In fact, for all of us who care deeply about protecting an open Internet and net neutrality, including Mobile Future and our members, this anniversary should be cause more for mobilization than celebration.
Here is why:
As I write this, there are some in our community who – in order to advance their unique conception of net neutrality – are calling on policymakers to graft eight decades of telephone regulation onto our unprecedented, American technological marvel called the Internet and potentially – by extension, – much of our innovation economy.
These arm-chair regulatory archaeologists would have us call their draconian approach “strong” or “real” net neutrality.
But if they succeed, the only “strong” and “real” results will be the long list of unintended consequences, which very well may threaten the health and vibrancy of the Internet, along with the goal of net neutrality itself.

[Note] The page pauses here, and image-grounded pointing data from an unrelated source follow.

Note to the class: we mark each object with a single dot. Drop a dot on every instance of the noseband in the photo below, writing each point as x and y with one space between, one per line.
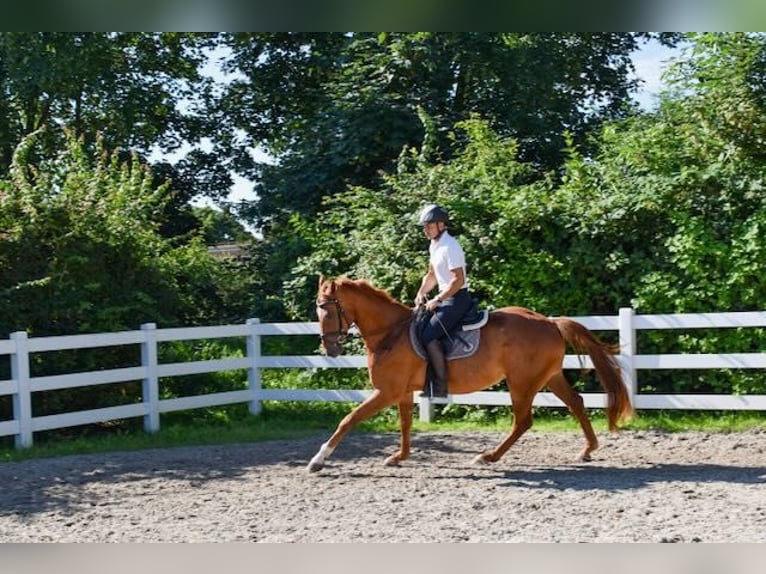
340 333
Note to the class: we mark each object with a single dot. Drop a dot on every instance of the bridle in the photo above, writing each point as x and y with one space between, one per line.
340 334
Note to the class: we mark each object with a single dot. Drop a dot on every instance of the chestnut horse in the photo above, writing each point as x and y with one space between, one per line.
518 345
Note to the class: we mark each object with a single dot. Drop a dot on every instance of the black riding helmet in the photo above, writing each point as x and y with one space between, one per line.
433 214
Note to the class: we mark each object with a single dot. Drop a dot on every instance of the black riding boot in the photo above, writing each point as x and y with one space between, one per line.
439 366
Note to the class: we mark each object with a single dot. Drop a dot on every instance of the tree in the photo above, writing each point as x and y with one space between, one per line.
139 91
336 110
81 249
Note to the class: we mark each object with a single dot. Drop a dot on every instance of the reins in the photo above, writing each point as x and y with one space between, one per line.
342 334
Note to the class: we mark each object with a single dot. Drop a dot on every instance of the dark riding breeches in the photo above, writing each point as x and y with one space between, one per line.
446 316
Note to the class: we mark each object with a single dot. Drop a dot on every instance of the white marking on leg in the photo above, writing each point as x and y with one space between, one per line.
324 451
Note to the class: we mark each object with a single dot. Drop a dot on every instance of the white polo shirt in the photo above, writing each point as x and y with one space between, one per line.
445 255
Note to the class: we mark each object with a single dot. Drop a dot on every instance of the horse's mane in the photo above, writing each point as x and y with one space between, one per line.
367 287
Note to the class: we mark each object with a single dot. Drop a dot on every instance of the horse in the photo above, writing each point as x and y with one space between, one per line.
516 344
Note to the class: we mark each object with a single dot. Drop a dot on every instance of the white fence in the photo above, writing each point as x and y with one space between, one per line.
21 385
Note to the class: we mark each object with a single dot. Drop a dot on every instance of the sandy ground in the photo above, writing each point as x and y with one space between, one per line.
640 487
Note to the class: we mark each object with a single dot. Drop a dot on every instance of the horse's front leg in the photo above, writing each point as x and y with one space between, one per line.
375 403
405 425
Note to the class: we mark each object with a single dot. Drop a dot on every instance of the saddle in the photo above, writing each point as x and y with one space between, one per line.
461 342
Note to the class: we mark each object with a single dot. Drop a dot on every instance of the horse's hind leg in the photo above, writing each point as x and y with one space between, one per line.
560 387
522 422
405 425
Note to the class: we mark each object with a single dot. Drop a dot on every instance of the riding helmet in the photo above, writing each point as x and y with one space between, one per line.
433 214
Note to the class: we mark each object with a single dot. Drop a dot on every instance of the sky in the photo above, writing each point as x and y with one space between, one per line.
650 62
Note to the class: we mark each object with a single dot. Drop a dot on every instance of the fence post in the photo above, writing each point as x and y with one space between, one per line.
151 386
254 372
425 410
628 351
22 400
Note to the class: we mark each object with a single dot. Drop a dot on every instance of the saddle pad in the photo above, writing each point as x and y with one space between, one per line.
462 344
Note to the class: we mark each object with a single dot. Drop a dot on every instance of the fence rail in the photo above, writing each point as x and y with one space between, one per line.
24 423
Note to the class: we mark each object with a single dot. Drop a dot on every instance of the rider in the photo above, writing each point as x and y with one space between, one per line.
446 269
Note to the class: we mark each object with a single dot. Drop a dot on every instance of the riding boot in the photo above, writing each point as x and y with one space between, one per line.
439 367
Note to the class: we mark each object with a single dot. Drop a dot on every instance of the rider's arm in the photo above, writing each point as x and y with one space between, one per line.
427 283
456 283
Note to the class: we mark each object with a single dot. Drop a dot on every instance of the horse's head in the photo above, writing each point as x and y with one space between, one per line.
333 323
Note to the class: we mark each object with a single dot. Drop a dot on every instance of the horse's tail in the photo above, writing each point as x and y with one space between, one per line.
609 375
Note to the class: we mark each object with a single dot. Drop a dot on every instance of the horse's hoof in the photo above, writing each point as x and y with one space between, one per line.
480 459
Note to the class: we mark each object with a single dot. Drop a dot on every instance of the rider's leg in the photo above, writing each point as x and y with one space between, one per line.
439 365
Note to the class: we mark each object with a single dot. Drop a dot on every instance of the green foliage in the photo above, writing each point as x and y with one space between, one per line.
81 252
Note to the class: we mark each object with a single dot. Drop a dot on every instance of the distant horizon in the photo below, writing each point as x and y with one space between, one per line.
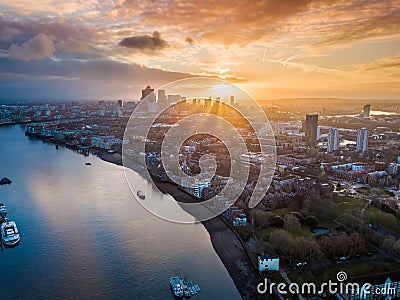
272 49
18 101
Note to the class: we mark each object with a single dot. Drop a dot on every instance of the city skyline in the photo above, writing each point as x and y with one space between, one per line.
285 49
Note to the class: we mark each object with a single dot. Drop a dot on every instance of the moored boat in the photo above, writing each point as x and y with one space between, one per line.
176 286
9 233
3 210
140 194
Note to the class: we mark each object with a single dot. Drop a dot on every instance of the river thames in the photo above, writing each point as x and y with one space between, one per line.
84 235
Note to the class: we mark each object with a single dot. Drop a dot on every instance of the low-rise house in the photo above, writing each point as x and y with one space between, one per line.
268 263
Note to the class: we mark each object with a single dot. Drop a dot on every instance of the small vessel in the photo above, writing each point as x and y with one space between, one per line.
5 180
176 286
140 194
186 292
9 233
3 211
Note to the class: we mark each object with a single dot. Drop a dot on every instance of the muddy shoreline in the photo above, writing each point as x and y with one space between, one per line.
225 243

In this mythical, brave new Title II world, any broadband service with a transmission component (including digital content streaming or downloads, cloud- and location-based services and other next-generation services), i.e., the entire Internet ecosystem – could be regulated like public utilities, dictating everything from the rates we pay to the bit rates we can receive.

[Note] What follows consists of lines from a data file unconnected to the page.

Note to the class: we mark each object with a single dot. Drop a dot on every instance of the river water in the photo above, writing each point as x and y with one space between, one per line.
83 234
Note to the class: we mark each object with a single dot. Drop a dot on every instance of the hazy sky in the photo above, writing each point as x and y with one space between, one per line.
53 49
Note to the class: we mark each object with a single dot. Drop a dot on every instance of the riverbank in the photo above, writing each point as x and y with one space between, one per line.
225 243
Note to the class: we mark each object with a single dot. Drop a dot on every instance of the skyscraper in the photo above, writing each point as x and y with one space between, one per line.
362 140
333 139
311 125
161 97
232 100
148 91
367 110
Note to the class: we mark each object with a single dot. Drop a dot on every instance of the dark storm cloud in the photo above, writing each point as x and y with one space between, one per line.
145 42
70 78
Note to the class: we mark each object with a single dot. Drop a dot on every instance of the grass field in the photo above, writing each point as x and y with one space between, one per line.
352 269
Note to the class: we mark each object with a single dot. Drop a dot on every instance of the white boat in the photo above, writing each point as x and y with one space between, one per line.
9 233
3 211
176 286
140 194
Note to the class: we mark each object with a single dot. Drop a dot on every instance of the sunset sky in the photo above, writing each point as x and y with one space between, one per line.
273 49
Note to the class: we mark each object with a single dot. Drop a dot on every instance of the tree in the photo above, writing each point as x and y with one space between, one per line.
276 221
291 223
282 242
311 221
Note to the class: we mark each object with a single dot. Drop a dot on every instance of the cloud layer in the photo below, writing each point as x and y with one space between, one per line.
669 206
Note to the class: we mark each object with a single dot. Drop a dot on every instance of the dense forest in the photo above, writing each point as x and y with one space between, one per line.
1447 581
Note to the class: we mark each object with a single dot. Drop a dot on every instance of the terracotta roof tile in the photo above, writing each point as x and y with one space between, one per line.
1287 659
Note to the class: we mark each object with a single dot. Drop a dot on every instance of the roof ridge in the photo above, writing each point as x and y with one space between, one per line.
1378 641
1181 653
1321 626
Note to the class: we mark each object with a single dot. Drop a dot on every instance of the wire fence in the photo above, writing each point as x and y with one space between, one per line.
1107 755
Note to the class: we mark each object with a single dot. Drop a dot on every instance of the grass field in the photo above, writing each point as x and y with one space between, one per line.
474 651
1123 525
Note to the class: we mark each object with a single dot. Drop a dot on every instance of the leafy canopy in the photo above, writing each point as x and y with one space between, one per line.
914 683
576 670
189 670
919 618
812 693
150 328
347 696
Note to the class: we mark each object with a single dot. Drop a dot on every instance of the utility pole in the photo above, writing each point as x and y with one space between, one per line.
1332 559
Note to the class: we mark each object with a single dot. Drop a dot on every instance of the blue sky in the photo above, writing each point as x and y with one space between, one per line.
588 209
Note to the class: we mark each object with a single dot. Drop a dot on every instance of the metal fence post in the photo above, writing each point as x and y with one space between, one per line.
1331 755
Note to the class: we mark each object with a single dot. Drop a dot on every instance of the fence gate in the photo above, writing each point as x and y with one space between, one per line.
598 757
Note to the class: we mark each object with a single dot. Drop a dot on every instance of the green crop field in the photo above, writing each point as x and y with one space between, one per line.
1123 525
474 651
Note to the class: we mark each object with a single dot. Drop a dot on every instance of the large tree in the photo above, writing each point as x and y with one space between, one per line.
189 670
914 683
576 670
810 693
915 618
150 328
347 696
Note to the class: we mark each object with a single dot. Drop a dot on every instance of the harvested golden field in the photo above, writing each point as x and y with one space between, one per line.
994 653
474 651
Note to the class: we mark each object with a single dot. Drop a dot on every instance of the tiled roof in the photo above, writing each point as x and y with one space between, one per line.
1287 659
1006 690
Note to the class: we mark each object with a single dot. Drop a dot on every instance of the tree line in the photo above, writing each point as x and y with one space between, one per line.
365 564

While it is timely and important to examine thoughtfully which parts of the ’34 Act still have relevance, it’s essential to understand that we can (and must) ensure an innovative and competitive future without stifling life-changing technologies like broadband with ill-suited and cumbersome regulations of the past.
The House Judiciary Subcommittee on Regulatory Reform, Commercial and Antitrust Law held a hearing today to discuss whether the country’s anti-trust laws are sufficient to ensure net neutrality, and as we heard across the aisles of Congress, as well as across industries and across the nation, everyone supports an open and free Internet.
However, this thing folks are now calling “strong” net neutrality does not require a reclassification of broadband providers as Title II common carriers. The claim that rules meant for the analog, all-copper, fixed, narrowband monopoly telephone era would be good for today’s mobile, tech-savvy consumers should give everyone tremendous pause.
Broadband technologies have benefited from a pro-consumer, pro-innovation, bipartisan, and above all restrained regulatory approach since President Clinton and Congress passed the 1996 Telecommunications Act, transforming our way of life as demand for these services continues to grow. This policy of regulatory restraint gave birth to one of America’s greatest successes – a thriving Internet economy.
The same can’t be said of industries saddled with public utility regulation. One need not look too far from home to see that regulated utilities like water and electricity have failed to attract anything near the degree of investment and innovation that we have seen flooding into the technologies and services that have enabled the Internet.
As the policymakers explore innovative avenues for ensuring an open Internet, there will be lots of opportunity in coming months for envisioning progressive and effective policy approaches. The most important thing right now is for all parts of the Internet innovation ecosystem, along with consumers and citizens everywhere, to come together and recognize that Title II reclassification is not the solution and must be taken off the table as a path forward for our nation’s economy, for the future of the Internet, and for our common national goal of strong – and real – net neutrality.